I don’t know if the writer of Sirach – whoever that may be – had death on his mind or not,

but he certainly sounds focussed enough:

Give to the Most High as he has given to you, and as generously as you can afford.

Not a bad recipe for meaningful living: Give as he has given to you.

“Give” is one of those biblical words that you might not notice all that much.

And yet it carries tremendous weight in our Christian life together.

To give is close to the heart of Christianity.

To give love, comfort and care.

To have is one thing, but to have is not Christian.

To be is one thing, but to be is not Christian.

To give is to be Christian.

Give as he has given to you.

 

Every week as bread is placed in your hand you hear this: the body of Christ given to you.

It is one of the most arresting phrases in the liturgy.

Here you are given a free gift: life, forgiveness, redemption, love, healing, worth – what a gift!

This transaction – at the heart of every worship service – makes clear what our life is about.

makes clear what the meaning of life is: giving.

Giving love, giving life, giving forgiveness, giving healing, giving dignity, giving worth.

It’s the gift we take with us as we leave, and it’s the gift we have to give.

We give as he has given to us.

As I have said many times, Christianity is not rocket science.

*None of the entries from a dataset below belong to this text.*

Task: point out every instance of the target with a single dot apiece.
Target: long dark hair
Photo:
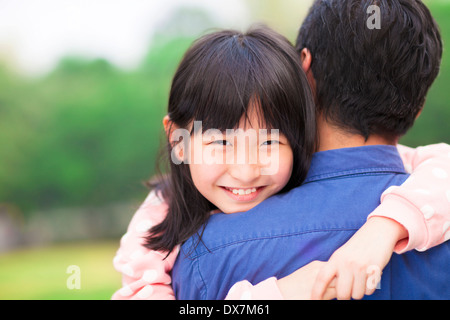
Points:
(218, 78)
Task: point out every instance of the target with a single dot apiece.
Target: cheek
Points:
(286, 162)
(204, 176)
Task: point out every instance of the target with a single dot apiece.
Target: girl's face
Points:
(239, 170)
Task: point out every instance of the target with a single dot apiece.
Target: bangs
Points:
(228, 75)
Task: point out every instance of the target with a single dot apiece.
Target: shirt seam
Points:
(355, 172)
(229, 244)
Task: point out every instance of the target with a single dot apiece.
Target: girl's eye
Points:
(270, 142)
(221, 143)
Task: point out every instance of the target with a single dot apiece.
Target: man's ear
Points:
(306, 59)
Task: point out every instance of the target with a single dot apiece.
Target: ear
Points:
(306, 59)
(419, 113)
(167, 124)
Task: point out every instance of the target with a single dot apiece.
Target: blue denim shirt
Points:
(286, 232)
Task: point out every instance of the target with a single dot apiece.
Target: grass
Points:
(41, 273)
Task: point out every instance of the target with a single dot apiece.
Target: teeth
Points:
(242, 191)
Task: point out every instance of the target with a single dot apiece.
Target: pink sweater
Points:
(421, 205)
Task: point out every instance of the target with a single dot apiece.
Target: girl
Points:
(232, 84)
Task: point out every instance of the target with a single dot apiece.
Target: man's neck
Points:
(331, 137)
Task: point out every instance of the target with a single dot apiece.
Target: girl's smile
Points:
(237, 186)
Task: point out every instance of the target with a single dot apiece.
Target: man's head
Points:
(371, 81)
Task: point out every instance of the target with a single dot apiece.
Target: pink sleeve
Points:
(422, 203)
(145, 273)
(265, 290)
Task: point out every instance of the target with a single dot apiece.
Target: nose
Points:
(245, 173)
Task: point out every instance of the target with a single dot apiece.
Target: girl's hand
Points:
(354, 270)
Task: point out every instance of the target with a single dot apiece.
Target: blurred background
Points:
(83, 89)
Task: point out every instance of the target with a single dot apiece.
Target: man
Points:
(370, 85)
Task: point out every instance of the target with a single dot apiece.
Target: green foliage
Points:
(86, 134)
(433, 125)
(41, 273)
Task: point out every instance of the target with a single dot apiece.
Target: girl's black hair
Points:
(218, 79)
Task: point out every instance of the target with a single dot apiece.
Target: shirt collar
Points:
(351, 161)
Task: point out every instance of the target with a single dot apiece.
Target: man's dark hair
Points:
(371, 81)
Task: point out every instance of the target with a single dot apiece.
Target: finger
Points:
(330, 293)
(324, 278)
(359, 285)
(344, 285)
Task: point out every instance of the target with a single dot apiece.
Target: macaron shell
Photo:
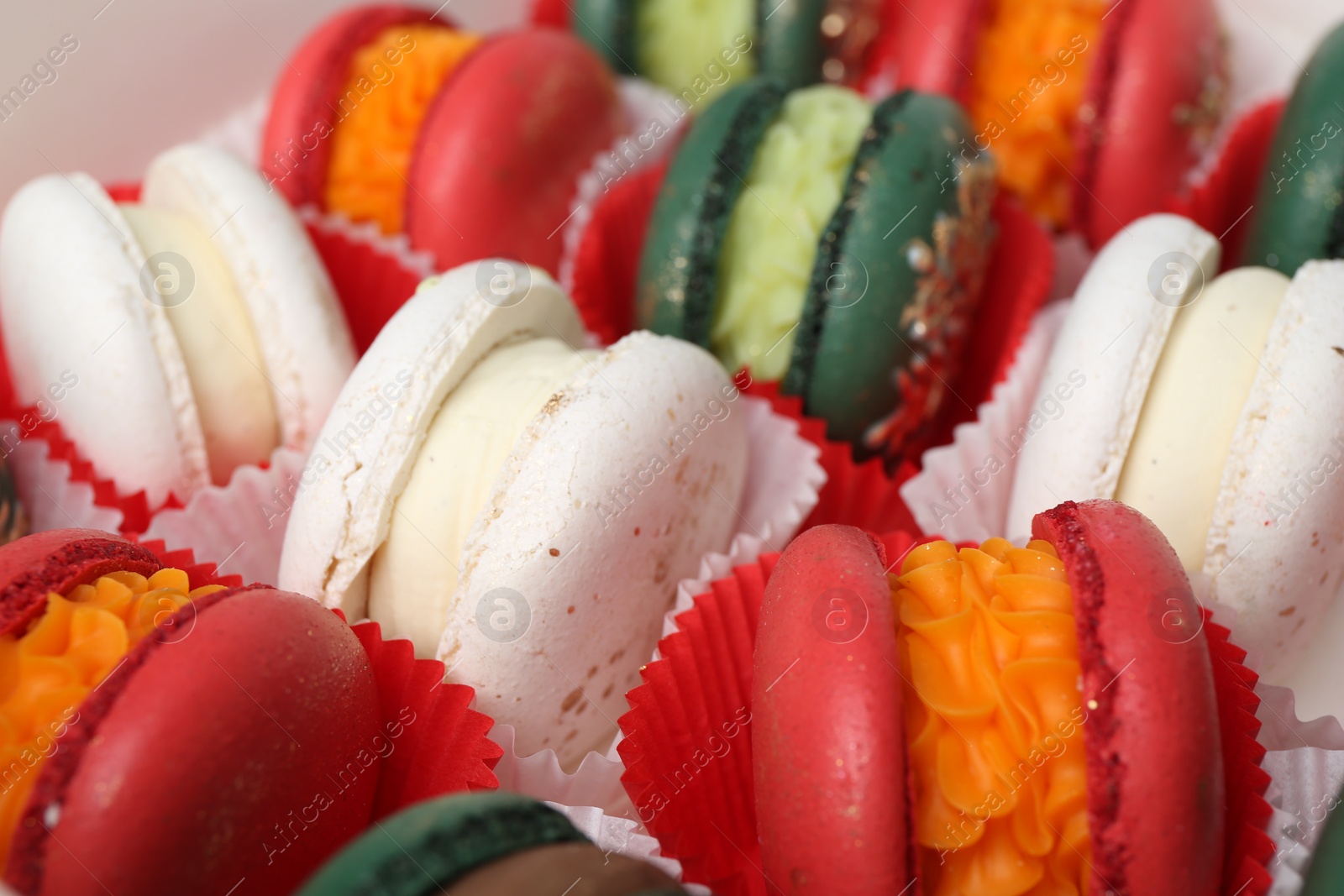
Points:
(1149, 105)
(1155, 768)
(307, 96)
(1280, 513)
(295, 315)
(58, 560)
(1297, 214)
(445, 837)
(827, 735)
(1112, 338)
(921, 45)
(501, 148)
(596, 616)
(71, 302)
(790, 40)
(213, 786)
(365, 454)
(679, 265)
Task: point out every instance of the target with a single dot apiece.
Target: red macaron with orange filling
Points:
(163, 730)
(472, 145)
(988, 720)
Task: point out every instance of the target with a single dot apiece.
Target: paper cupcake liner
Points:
(1225, 190)
(437, 743)
(622, 837)
(647, 107)
(687, 743)
(954, 493)
(373, 275)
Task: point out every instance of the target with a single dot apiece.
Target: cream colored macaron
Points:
(199, 322)
(515, 506)
(1214, 409)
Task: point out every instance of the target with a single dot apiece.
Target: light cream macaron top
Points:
(199, 322)
(519, 506)
(1213, 406)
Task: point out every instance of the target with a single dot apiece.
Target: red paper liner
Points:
(699, 801)
(1247, 846)
(1221, 201)
(692, 794)
(370, 284)
(443, 746)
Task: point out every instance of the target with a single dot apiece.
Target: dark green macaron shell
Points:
(895, 275)
(436, 842)
(1326, 875)
(786, 43)
(680, 259)
(1299, 212)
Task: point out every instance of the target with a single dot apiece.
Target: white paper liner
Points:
(398, 246)
(644, 103)
(47, 493)
(622, 837)
(945, 496)
(239, 527)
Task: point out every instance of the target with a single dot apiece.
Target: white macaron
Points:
(517, 508)
(1213, 406)
(199, 322)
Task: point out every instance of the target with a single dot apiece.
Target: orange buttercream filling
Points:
(1028, 86)
(994, 719)
(46, 674)
(390, 87)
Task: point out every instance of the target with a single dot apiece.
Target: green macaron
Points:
(1326, 875)
(1299, 214)
(830, 244)
(674, 43)
(481, 844)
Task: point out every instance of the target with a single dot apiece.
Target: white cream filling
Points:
(1175, 464)
(414, 573)
(218, 345)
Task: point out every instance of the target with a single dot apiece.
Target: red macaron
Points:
(186, 750)
(476, 144)
(843, 799)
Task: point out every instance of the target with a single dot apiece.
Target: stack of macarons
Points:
(530, 506)
(1093, 118)
(179, 335)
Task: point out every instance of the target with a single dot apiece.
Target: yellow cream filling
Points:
(1173, 470)
(994, 719)
(792, 191)
(218, 344)
(685, 45)
(46, 673)
(1025, 97)
(413, 575)
(391, 83)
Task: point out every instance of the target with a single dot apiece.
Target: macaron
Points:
(1296, 217)
(1213, 409)
(156, 734)
(698, 47)
(830, 244)
(526, 506)
(470, 145)
(483, 844)
(190, 332)
(1093, 120)
(1092, 117)
(1326, 873)
(994, 719)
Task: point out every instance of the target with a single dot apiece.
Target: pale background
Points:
(154, 73)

Give as you have been given.

And the thing is: here you are given good gifts.

It’s why we keep coming back.

Because the gifts we receive here are good ones, ones necessary for the blessing and the

healing and the loving of the world.

 

When he receives his diagnosis and is paralyzed with indecision over what he should do,

uncertain of how much time he has left,

Kalanithi, in incredible pain, comes to a turning point.  He writes:

That morning, I made a decision.  I would push myself to return to the Operating Room.  Why? Because I could.  Because that’s who I was.  Because I would have to learn to live in a different way, seeing death as an imposing itinerant visitor but knowing that even if I’m dying, until I actually die, I am still living.

 

When I read that I couldn’t help thinking of Jesus dying on the cross in John’s Gospel,

Realizing as he looks down at two people he loves that without him they will each be alone.

And so he looks at his beloved disciple and says, “Son, here now is your mother.”

And, looking at his own mother Mary he says to her, “Mother, here now is your son.”

Because Jesus, until he actually dies, is still living.

Still loving.   Still creating community and love, until he actually dies.

 

Maybe the proximity to death has a way of enabling you to focus on the things that matter.

When I was visiting my Dad, I participated in several activities at his assisted living residence.

And I met his new friends who are all pretty much closer to the end of their lives than we are.

But there were living – full of kindness, full of love, full of mercy.

One afternoon there was an entertainer singing all the old songs for the old folks – it was grand.

There was a Polynesian theme which was right up my street.

There was tropical punch and blue whales on offer to complement the theme.

There was a full bar for happy hour! In the middle of the afternoon!!!!!!!

Molly was having a grand time in her beautiful Hawaiian dress and

her lei with her drink in her hand.

Pearl wanted to know all about my ministry and my preaching.

My Dad was full of grace, spreading his magic and charm throughout the proceedings.

And there was joy, because these people were giving as they had been given.

Gifts of joy, gifts of love, gifts of life – because they were still living.

I received a lot of gifts on my visit.

 

Kalanithi found the meaning of his life in the Christian faith he’d been raised in.

Our faith does indeed invite us into a life in which giving bears meaning.

A giving that is, as the writer of Sirach notes, as generous as we can afford.

Jesus’ gift is his life – that is pretty generous; and he gives it to us.

His life of mercy, of forgiveness, of compassion, of love.

And he invites us to give as we have been given.

I’m still at 37,000 feet.  And it is still terrifying.

But I’m still living – and so are you.

So let us live, and let us give, until the end.

Let us love, let us forgive, let us heal, and let us bless.

Let us give as we have been given – and together let us say, “Amen.”